Photo by Scott Suchman
If you could take the premise Yasmina Reza’s “Art” and turn it into an episode of Seinfeld, it would have been a classic.
Just imagine George Costanza marching into Jerry’s apartment to see a blank white 5’ x 4’ canvas…
Jerry: George! Behold my latest acquisition!
George: What is it?
Jerry: It’s an Antrios!
George: Never heard of him.
Jerry: Well he’s a classic- and this painting will be as well! I got it at such a steal!
George: How much?
Jerry: $200,000. What do you think?
George: I am speechless. I am without speech.
George: You think this is art?!? This is a white piece of shit!
Kramer slides into the apartment
Jerry: Kramer! What do you think about this Antrios?
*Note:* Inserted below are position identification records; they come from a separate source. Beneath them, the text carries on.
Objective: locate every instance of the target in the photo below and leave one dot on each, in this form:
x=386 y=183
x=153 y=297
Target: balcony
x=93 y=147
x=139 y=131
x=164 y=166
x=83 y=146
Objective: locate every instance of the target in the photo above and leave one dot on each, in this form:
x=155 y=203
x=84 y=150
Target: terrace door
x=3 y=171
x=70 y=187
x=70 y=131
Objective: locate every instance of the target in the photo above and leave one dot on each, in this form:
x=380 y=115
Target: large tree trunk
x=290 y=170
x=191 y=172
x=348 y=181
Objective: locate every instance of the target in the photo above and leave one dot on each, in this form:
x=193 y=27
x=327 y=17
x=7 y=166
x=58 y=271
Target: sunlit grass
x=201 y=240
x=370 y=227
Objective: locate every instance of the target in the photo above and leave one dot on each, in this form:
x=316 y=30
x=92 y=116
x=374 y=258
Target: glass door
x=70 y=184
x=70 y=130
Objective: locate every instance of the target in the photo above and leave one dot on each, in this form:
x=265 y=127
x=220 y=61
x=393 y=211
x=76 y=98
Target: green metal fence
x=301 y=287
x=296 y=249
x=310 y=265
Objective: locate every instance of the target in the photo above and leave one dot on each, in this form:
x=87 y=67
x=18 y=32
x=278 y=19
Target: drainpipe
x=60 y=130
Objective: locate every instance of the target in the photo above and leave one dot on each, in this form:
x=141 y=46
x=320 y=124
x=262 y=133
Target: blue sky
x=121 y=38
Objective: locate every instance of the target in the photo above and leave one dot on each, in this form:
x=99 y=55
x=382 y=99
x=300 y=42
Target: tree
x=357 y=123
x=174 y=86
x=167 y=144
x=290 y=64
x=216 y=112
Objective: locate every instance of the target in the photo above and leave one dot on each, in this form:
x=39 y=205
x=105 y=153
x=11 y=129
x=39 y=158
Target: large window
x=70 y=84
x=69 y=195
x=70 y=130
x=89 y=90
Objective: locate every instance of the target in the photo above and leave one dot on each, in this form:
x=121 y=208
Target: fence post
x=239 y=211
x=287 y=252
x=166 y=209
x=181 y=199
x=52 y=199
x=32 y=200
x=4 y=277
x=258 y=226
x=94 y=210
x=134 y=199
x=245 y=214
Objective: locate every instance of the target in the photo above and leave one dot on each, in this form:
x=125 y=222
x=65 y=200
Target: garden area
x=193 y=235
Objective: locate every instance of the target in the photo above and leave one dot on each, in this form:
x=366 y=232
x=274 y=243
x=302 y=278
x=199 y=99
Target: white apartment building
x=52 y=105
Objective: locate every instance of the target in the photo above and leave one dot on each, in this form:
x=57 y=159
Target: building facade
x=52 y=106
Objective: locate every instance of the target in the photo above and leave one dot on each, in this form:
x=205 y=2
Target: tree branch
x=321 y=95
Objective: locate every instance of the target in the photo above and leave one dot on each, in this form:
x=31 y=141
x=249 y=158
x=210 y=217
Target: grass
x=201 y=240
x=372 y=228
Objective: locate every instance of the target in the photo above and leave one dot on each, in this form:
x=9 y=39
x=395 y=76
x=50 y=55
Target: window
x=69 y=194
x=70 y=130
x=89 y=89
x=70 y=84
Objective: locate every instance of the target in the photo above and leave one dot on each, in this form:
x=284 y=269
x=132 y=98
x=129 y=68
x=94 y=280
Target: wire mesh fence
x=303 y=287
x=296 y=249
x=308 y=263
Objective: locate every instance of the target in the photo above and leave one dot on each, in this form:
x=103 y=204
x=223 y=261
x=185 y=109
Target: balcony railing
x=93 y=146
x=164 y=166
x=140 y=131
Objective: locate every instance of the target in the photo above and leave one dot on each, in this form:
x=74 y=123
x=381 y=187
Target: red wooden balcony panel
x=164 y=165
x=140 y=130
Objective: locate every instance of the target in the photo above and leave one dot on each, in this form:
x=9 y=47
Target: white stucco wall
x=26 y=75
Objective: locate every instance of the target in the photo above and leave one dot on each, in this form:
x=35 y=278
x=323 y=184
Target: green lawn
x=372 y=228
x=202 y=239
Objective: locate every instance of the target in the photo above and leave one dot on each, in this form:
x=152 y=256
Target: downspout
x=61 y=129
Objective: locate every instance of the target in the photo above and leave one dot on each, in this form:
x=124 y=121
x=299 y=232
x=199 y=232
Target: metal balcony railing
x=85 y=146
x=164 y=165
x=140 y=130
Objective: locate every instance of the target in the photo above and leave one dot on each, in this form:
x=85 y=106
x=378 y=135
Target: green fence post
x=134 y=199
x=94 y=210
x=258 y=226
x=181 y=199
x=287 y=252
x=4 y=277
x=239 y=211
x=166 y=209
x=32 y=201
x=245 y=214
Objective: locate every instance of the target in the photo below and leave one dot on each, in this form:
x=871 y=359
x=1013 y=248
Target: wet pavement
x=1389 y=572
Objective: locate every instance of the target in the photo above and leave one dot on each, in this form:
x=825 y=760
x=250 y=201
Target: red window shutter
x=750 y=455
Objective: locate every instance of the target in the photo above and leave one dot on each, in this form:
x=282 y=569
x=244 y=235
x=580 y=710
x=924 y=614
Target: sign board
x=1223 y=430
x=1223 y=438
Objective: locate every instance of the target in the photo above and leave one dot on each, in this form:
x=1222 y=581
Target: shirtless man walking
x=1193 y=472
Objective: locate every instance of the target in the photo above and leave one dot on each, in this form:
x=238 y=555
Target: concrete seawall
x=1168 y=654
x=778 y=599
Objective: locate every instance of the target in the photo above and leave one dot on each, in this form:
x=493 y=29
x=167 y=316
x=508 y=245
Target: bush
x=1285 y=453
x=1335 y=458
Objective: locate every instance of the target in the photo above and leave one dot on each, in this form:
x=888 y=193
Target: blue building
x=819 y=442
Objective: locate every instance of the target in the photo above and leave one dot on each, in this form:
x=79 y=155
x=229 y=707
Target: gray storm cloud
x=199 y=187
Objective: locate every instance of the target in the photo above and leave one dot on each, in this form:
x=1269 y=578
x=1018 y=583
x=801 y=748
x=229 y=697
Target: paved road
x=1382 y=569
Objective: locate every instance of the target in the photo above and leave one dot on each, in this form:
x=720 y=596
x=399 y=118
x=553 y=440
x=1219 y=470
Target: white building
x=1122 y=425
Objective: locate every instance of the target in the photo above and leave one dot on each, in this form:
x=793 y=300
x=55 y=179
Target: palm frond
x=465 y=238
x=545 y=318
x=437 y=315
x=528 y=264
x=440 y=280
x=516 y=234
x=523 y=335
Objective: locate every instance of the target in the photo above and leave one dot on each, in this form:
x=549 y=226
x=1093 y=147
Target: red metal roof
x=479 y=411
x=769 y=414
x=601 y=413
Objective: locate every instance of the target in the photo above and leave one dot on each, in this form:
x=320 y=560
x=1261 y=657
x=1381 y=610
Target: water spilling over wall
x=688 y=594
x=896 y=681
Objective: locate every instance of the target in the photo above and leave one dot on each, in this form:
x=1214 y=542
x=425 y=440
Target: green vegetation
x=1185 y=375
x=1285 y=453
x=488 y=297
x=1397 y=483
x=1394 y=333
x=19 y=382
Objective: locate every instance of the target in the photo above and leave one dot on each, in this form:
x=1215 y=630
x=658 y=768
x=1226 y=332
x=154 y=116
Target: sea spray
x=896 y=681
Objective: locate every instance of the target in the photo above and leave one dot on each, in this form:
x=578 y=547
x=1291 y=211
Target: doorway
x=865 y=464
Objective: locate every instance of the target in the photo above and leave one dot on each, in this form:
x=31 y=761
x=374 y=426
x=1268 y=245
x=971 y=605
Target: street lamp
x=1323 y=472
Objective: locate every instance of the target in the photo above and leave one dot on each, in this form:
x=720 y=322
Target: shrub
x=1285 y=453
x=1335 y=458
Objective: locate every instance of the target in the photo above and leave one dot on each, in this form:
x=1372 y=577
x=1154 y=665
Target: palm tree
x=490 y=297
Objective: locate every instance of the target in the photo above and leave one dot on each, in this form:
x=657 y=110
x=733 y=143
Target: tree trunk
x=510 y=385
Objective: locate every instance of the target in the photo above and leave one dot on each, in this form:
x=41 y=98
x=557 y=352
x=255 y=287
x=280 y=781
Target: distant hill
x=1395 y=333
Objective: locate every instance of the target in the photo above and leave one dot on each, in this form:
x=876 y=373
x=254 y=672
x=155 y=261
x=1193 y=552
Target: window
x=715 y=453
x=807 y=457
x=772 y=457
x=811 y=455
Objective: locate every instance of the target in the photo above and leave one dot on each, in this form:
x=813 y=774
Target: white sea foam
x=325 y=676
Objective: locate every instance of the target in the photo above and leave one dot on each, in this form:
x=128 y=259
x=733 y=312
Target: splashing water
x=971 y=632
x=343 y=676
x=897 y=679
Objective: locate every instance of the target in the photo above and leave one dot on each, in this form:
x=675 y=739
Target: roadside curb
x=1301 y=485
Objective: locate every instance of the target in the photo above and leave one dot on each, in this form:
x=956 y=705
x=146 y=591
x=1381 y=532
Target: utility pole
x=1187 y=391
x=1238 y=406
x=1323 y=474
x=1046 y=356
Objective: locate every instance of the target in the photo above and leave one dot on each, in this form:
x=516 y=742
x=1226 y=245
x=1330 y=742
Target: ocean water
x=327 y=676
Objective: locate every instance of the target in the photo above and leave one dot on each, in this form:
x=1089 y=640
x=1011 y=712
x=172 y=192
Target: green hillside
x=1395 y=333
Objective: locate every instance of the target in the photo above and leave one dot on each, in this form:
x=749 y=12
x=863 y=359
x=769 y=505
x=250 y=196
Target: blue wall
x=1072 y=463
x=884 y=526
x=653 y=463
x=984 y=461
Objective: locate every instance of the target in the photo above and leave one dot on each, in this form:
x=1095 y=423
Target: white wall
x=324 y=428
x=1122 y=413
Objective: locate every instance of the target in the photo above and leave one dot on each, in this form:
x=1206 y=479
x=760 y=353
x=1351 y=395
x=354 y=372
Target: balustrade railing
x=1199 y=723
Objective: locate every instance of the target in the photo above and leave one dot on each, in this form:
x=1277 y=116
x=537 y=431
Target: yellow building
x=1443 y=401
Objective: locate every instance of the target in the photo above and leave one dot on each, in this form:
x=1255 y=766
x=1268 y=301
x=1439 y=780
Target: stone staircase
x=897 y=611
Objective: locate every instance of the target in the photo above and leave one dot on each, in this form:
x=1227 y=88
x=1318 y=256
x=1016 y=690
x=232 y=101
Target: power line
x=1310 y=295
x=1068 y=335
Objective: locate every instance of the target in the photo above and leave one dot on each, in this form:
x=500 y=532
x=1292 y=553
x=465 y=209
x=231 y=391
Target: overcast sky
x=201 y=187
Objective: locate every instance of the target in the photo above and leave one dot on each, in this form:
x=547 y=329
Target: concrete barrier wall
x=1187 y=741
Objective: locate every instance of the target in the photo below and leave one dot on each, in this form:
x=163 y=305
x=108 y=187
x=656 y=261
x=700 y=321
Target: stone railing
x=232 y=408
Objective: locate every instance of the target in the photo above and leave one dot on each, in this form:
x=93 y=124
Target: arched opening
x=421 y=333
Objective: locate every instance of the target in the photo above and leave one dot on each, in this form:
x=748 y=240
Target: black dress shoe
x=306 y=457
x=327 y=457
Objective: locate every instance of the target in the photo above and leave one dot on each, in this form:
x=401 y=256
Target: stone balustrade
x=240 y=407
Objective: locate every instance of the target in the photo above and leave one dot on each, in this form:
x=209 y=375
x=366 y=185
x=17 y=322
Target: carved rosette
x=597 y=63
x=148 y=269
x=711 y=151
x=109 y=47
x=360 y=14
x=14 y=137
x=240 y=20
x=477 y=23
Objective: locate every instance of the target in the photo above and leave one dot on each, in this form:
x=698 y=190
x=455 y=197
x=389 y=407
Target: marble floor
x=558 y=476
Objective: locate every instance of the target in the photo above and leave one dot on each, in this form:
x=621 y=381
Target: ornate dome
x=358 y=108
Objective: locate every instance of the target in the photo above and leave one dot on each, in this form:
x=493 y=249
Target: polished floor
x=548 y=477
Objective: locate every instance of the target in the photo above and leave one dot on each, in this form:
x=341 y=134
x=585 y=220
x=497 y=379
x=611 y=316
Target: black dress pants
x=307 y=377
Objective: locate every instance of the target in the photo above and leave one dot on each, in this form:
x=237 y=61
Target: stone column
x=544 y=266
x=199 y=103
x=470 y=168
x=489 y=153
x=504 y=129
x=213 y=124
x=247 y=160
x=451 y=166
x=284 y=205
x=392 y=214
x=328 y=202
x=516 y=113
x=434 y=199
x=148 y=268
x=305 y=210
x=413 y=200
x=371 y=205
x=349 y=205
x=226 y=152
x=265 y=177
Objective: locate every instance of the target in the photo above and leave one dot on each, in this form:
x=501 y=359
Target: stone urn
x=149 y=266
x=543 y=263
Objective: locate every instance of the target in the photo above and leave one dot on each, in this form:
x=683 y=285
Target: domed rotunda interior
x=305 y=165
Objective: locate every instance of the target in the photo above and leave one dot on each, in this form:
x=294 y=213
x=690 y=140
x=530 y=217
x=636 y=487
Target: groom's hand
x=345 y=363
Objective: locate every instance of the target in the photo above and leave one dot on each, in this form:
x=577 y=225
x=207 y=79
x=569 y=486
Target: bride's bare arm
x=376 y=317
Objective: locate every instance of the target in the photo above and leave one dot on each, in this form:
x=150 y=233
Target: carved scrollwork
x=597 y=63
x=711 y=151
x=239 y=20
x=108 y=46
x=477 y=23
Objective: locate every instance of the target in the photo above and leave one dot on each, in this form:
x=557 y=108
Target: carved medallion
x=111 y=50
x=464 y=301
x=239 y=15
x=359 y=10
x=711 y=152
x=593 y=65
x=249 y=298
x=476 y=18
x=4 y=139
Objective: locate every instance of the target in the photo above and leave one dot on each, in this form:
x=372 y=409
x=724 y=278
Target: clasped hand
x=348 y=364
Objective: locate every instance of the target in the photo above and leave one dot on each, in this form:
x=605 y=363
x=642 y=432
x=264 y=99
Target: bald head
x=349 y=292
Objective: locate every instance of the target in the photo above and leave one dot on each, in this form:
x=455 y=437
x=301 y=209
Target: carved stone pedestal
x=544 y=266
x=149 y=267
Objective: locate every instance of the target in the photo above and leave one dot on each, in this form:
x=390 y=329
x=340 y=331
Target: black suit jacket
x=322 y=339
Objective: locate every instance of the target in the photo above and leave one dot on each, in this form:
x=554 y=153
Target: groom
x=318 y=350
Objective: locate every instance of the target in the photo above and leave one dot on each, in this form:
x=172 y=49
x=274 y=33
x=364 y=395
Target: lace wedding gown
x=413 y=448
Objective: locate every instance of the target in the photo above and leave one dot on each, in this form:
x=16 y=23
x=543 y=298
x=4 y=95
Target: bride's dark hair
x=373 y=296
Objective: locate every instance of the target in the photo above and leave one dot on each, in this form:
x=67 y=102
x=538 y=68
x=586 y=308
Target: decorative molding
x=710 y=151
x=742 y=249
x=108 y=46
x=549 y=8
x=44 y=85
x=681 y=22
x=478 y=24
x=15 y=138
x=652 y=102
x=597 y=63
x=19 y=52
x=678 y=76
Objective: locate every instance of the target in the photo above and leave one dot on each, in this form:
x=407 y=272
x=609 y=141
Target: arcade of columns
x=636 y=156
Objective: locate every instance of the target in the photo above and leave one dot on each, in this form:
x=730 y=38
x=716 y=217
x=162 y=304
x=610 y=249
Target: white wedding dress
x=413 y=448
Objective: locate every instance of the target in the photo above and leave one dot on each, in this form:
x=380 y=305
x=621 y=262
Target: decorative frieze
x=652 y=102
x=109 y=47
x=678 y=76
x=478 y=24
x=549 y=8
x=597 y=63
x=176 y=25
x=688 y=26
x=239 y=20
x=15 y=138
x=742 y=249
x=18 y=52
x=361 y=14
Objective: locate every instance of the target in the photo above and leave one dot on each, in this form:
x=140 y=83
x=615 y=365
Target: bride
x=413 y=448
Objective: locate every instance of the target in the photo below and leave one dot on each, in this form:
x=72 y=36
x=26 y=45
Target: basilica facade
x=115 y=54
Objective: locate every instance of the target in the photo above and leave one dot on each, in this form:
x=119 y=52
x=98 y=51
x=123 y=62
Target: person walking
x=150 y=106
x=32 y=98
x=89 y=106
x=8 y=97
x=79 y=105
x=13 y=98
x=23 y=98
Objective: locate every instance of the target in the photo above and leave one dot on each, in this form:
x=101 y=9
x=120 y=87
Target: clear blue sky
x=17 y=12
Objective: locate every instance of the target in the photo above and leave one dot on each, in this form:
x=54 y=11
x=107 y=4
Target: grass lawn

Jerry: Is this not the most striking piece of art you’ve ever seen?
George: Piece of art? It’s a white canvas!
Jerry: There’s white lines!
Kramer: I’m staying out of this one fellas- absolutely Switzerland on this one.
George: You cannot be Switzerland!
Jerry: Wait, so what country am I?
George: Clearly France, your taste in art makes as much sense as French Toast! It’s not even toast!
It is an exchange you wouldn’t be surprised to see while surfing the TV and one you can expect in Signature Theatre’s production of Art. The return of the late 90’s French dark comedy to the DC area brings together a strong trio of actors. Along with John Lescault, Signature’s production also includes Helen Hayes nominated actors Michael Russotto and Mitchell Hébert. Even though the three have only performed together since the show’s March 29th opening, they mesh together like three gentlemen that have known each other for decades.
Everything about Art is simple: a premise that is understood two minutes into the play, a single set that serves as the apartment for each character, dialogue driven action, an 80-minute running time without an intermission. It’s as if Reza imagined the play as a potential three-camera sitcom pilot.
Resident Director Matthew Gardiner understands all of this and highlights the most important part of the show: the words. Each conversation and monologue is punctuated ever so slightly with spot-on string cues from sound designer Matt Lowe. Gardiner doesn’t need to do much to dress up the show- it hits home as is.
The show takes place in Paris where Serge (Lescult) buys a new piece of art. To Serge it is well worth the 200,000 franc price tag; to his friend Marc (Hébert) it is, “a piece of white shit,” a purchase that is more of a joke than an investment. From there a 15-year friendship unravels as underlying tensions and feelings rise to the surface. Their friend Yvan (Russotto) is caught in the middle as the two bicker over issues that go beyond artistic taste.
To say that Yasmina Reza’s “Art” is about the definition of art would only scratch the surface. In between witty banter and argument over the artistic value of a white piece of canvas is a breakdown of relationship between three people. What starts as an argument over arts transforms into a test of their relationship.
Serge is caught up in the acceptance of others, mostly of his colleague Marc whose taste skews towards counter culture. Yvan is an eccentric who has always provided entertainment value to the group. However these roles are challenged when Serge stands by his controversial art purchase. Meanwhile Yvan is at wit’s end planning an upcoming marriage that threatens to take his attention away from Serge and Marc.
The show questions the very meaning of self-identity. In the end the characters as well as the audience will be left asking, “are you who you are because of who you are?”
Or is it who your friends are that make up who you really are.